Qualifications: A career in nonprofit management typically requires a bachelor’s degree in nonprofit management, business administration, social work, or a related field. Many individuals in leadership positions hold advanced degrees, such as a Master of Nonprofit Management (MNM) or a Master of Public Administration (MPA) with a nonprofit focus.


  • Organizational Leadership: Overseeing the day-to-day operations, including program management, staff supervision, and financial oversight.
  • Fundraising and Development: Creating and implementing fundraising strategies, securing grants, and cultivating relationships with donors and sponsors.
  • Strategic Planning: Developing and executing long-term strategies to achieve the nonprofit’s mission and goals.
  • Community Outreach: Engaging with the community, collaborating with stakeholders, and fostering partnerships to address social issues.
  • Governance and Compliance: Ensuring compliance with regulations, managing board relations, and maintaining transparency in organizational governance.
  • Impact Assessment: Measuring and evaluating the impact of programs and initiatives on the community and adjusting strategies accordingly.

Challenges and Rewards: Challenges in this field may include managing limited resources, addressing complex social issues, and adapting to changes in funding. The rewards lie in making a tangible impact on communities, advancing social causes, and contributing to positive societal change.

Professional Organizations:

Criminal Justice Administration

Overview: Professionals in criminal justice administration play a pivotal role in managing and overseeing the operations of law enforcement agencies, correctional facilities, and other components of the criminal justice system. They focus on ensuring public safety, enforcing laws, and implementing policies to achieve effective and fair administration of justice.

Qualifications: A career in criminal justice administration typically requires a bachelor’s degree in criminal justice, criminology, public administration, or a related field.

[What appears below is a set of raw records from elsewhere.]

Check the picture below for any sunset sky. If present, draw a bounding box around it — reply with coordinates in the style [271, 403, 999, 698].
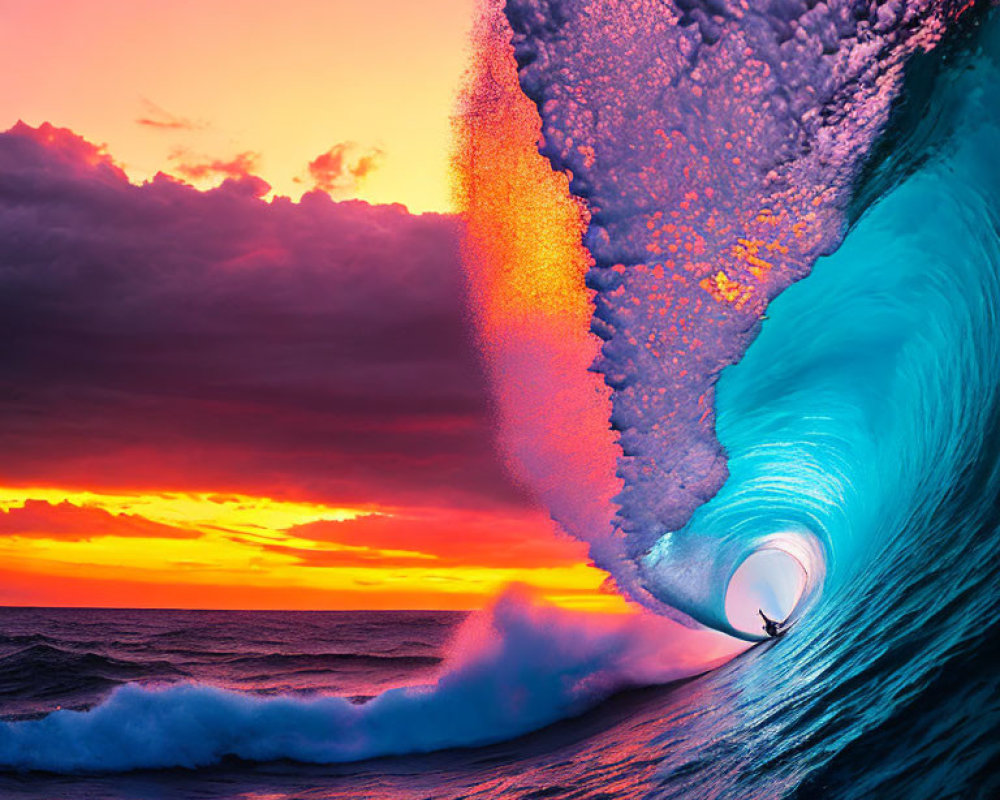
[0, 0, 476, 212]
[0, 1, 627, 611]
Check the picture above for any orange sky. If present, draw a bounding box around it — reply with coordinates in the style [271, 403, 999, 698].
[0, 486, 626, 611]
[0, 0, 477, 212]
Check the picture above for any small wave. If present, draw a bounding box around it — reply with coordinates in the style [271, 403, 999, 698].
[0, 643, 189, 722]
[0, 643, 184, 680]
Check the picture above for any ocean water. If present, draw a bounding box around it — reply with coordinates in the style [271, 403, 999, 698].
[0, 608, 454, 722]
[0, 600, 995, 799]
[3, 3, 1000, 799]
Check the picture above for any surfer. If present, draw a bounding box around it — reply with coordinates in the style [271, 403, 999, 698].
[758, 609, 784, 638]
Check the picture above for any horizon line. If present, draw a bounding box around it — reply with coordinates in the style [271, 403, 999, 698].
[0, 604, 472, 613]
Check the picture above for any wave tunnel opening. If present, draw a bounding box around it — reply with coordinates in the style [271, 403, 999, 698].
[724, 545, 808, 637]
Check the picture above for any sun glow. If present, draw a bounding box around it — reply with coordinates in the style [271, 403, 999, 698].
[0, 486, 373, 535]
[0, 485, 628, 612]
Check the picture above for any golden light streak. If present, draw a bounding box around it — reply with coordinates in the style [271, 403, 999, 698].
[0, 486, 373, 537]
[0, 485, 628, 612]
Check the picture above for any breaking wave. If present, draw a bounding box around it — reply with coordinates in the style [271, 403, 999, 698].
[1, 1, 997, 782]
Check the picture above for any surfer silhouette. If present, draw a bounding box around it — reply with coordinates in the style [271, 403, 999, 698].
[758, 609, 784, 638]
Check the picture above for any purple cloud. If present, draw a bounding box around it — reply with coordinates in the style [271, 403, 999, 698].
[0, 122, 526, 510]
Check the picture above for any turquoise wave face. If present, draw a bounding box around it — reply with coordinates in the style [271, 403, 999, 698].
[641, 9, 1000, 639]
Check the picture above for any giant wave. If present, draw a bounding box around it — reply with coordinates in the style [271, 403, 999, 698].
[0, 1, 997, 785]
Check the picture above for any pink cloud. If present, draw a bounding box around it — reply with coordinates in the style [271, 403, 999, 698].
[0, 500, 200, 541]
[135, 100, 201, 131]
[171, 150, 264, 187]
[305, 143, 384, 194]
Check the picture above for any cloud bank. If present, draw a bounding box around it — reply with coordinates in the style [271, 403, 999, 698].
[0, 122, 525, 511]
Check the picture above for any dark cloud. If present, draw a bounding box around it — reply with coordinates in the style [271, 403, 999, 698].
[0, 500, 200, 541]
[0, 122, 526, 509]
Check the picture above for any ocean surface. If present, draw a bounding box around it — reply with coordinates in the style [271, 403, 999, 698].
[3, 2, 1000, 798]
[0, 602, 996, 800]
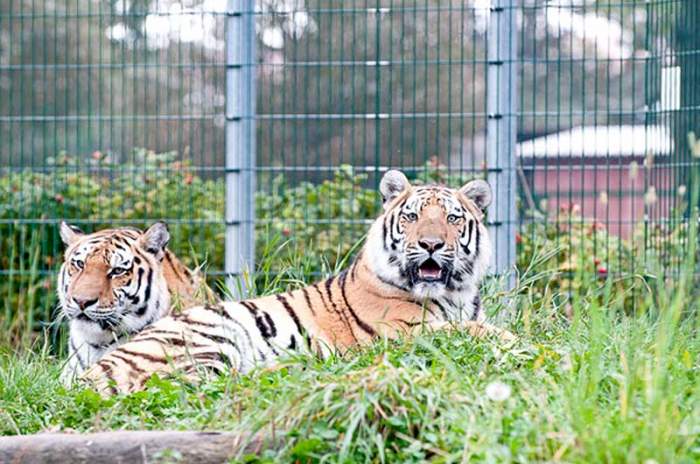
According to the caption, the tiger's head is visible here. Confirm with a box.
[365,170,492,301]
[57,222,173,335]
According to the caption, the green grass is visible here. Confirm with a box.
[1,256,699,463]
[3,174,700,462]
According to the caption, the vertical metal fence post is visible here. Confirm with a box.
[487,0,518,285]
[225,0,256,296]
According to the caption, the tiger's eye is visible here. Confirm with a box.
[110,267,128,277]
[404,212,418,222]
[73,259,84,269]
[447,214,460,224]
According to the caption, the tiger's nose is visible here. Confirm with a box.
[418,238,445,253]
[73,297,98,310]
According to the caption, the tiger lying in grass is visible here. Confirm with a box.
[83,171,515,394]
[58,222,202,382]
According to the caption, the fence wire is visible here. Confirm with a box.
[1,0,699,323]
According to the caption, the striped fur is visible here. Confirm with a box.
[58,222,200,383]
[83,172,514,394]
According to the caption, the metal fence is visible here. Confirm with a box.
[1,0,699,305]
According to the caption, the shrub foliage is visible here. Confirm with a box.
[1,150,694,347]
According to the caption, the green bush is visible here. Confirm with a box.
[1,150,694,348]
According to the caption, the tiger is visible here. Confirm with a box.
[58,221,203,383]
[83,170,515,395]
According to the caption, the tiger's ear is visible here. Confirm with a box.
[140,222,170,256]
[460,179,492,210]
[379,170,411,210]
[60,221,84,246]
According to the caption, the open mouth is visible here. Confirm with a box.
[417,258,443,282]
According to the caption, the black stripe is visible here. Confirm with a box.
[396,319,423,328]
[241,301,273,339]
[143,268,153,304]
[164,251,185,282]
[204,303,233,320]
[254,314,272,338]
[128,267,145,303]
[140,310,160,330]
[192,351,230,366]
[324,276,359,342]
[471,294,481,321]
[175,314,219,328]
[388,212,399,250]
[382,215,390,251]
[375,273,411,293]
[363,286,417,304]
[350,257,359,282]
[98,361,119,396]
[475,226,481,258]
[189,328,234,347]
[119,348,167,364]
[430,299,450,320]
[97,319,114,331]
[461,260,474,278]
[142,328,182,337]
[110,352,146,373]
[239,300,277,352]
[135,303,149,317]
[255,318,278,357]
[312,284,330,314]
[239,300,258,314]
[301,287,316,315]
[276,294,305,338]
[324,277,336,309]
[89,340,118,351]
[135,336,207,348]
[464,219,474,255]
[262,312,277,337]
[131,246,150,267]
[111,241,128,253]
[339,270,376,337]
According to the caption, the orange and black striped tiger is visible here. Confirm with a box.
[83,171,514,394]
[58,222,201,382]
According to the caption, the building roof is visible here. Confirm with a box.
[517,125,674,158]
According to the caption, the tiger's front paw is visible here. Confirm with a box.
[463,321,517,343]
[495,327,517,343]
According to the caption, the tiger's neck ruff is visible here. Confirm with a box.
[84,171,508,395]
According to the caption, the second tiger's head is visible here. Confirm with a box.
[365,170,493,299]
[57,222,172,332]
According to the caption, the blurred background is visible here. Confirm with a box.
[2,0,699,346]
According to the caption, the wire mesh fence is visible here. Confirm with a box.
[2,0,699,334]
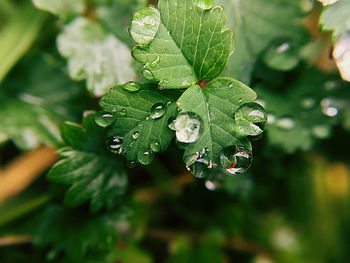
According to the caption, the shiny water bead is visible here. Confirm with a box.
[95,111,115,127]
[185,151,212,178]
[137,148,154,165]
[150,103,166,119]
[132,131,140,140]
[174,112,201,143]
[122,81,141,92]
[220,145,253,175]
[150,140,161,152]
[196,0,214,9]
[235,102,267,136]
[108,136,123,154]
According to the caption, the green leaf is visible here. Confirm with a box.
[176,78,257,168]
[130,0,234,89]
[0,53,87,150]
[57,17,136,96]
[0,2,46,83]
[218,0,307,81]
[320,0,350,39]
[95,0,146,47]
[100,83,180,165]
[48,114,127,212]
[32,0,85,20]
[34,206,122,262]
[256,68,350,152]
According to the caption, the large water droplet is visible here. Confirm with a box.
[234,102,267,136]
[122,81,141,92]
[276,117,295,130]
[95,111,115,127]
[174,112,202,143]
[108,136,123,154]
[185,150,212,178]
[220,145,253,175]
[150,140,161,152]
[137,148,153,165]
[150,103,166,119]
[196,0,214,9]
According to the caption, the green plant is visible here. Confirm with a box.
[0,0,350,262]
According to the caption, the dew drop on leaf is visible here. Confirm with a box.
[220,145,253,175]
[95,111,115,127]
[108,136,123,154]
[150,56,160,68]
[234,102,267,136]
[150,103,166,119]
[185,150,212,178]
[275,117,295,130]
[132,131,140,140]
[142,68,155,80]
[168,117,176,130]
[150,140,161,152]
[119,109,127,116]
[122,81,141,92]
[196,0,214,10]
[174,112,202,143]
[137,148,153,165]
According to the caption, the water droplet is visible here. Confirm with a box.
[150,103,166,119]
[163,78,169,84]
[168,117,176,130]
[95,111,115,127]
[122,81,141,92]
[127,161,136,168]
[229,82,235,88]
[184,150,212,178]
[137,148,153,165]
[142,69,155,80]
[276,42,290,53]
[119,109,127,116]
[220,145,253,175]
[276,117,295,130]
[205,180,222,191]
[137,121,142,126]
[234,102,267,136]
[333,32,350,81]
[312,125,331,139]
[196,0,214,10]
[132,131,140,140]
[166,101,172,106]
[108,136,123,154]
[150,56,160,68]
[150,140,161,152]
[174,112,202,143]
[300,96,316,110]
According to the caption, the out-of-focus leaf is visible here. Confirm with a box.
[0,54,87,150]
[32,0,85,21]
[48,114,127,213]
[57,17,136,96]
[218,0,308,82]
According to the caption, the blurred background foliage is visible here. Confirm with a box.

Advanced degrees, such as a Master of Public Administration (MPA) or a Master of Criminal Justice (MCJ), may enhance career opportunities, especially for leadership roles.


  • Law Enforcement Oversight: Overseeing law enforcement agencies and ensuring adherence to laws, policies, and ethical standards.
  • Correctional Facility Management: Managing correctional facilities, ensuring safety, security, and the rehabilitation of inmates.
  • Policy Implementation: Translating laws and policies into operational procedures for effective criminal justice administration.
  • Community Engagement: Engaging with the community to address concerns, build trust, and foster positive relationships between law enforcement and residents.
  • Crisis Response: Managing responses to emergencies, crises, and critical incidents that require law enforcement intervention.
  • Training and Professional Development: Implementing training programs to enhance the skills and knowledge of law enforcement and correctional staff.

Challenges and Rewards: Challenges in this field may include addressing issues of public trust, navigating complex legal frameworks, and managing resource constraints. The rewards lie in contributing to public safety, ensuring justice is administered fairly, and making communities safer.